Nu door het pensioenakkoord de AOW-gerechtigde leeftijd minder snel stijgt dan tot voorheen, doemt er een probleem op. “Het akkoord leidt ertoe dat de AOW op lagere leeftijd wordt toegekend dan de pensioenen worden verstrekt”, zegt Michel Hoes. “De pensioenleeftijd voor de fondsen is onder fiscale druk vorig jaar juist verschoven van 67 naar 68 jaar. Daardoor zullen werknemers bij eerder stoppen op hun vervroegde AOW leeftijd wel zes tot twaalf maanden opbouw missen. Hoe die periode van niet-opbouw moet worden opgevuld, is één van die details uit het akkoord waarvoor nog een oplossing moet worden gevonden. Los van wie al deze ontwikkelingen nog zal snappen”

Remmende groei

Of jongeren in deze tijden van war for talent vanwege een goede pensioenregeling voor een werkgever als VGZ zullen kiezen? Michel Hoes is realistisch: “Nee, echt niet. De belangstelling blijft beperkt.

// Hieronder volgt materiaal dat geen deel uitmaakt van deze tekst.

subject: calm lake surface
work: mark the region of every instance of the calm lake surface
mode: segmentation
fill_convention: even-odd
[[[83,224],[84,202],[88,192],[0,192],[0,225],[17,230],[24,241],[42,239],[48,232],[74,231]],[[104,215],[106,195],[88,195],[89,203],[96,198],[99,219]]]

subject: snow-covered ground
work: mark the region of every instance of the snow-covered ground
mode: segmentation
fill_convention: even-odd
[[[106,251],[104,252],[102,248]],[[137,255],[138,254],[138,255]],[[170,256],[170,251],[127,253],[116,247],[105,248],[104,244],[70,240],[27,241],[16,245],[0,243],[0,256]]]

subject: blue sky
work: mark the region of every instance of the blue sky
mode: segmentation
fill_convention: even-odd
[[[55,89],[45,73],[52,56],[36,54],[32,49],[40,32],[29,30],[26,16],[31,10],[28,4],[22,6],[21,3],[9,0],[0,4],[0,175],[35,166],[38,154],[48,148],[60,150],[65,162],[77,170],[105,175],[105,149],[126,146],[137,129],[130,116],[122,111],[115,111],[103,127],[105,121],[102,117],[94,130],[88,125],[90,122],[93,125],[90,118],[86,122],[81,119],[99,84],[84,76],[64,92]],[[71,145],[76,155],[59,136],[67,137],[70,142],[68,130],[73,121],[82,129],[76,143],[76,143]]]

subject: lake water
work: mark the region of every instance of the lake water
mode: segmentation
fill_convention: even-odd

Als zorgverzekeraar zitten wij niet in een situatie van remmende groei door personeelsgebrek, zoals je in andere sectoren wel ziet. Maar we merken wel dat bepaalde specialistische functies als in IT, datagerichte functies en audit moeilijker te vervullen zijn. Een uitstekende pensioenregeling haalt jong talent dan echt niet over de streep, voor die groep zijn andere zaken veel belangrijker.”

Overigens kan ook bij VGZ de regeling op termijn van inhoud veranderen. “We hebben met de bonden afspraken gemaakt dat als de kosten door de extreem lage rente te hoog oplopen, er een kostenplafond van toepassing is. Dit kan tot een lagere toekomstige opbouw voor alle werknemers leiden.”

Of Michel Hoes zelf tevreden is als hij bij VGZ zijn pensioen haalt? “Ik ben 45 jaar, dus dat moment ligt in de verre toekomst.” Maar wanneer die pensionering voor hem dan uiteindelijk komt, gezien de minder snel stijgende AOW-leeftijd? “Ik denk als ik een jaar of 70 ben …”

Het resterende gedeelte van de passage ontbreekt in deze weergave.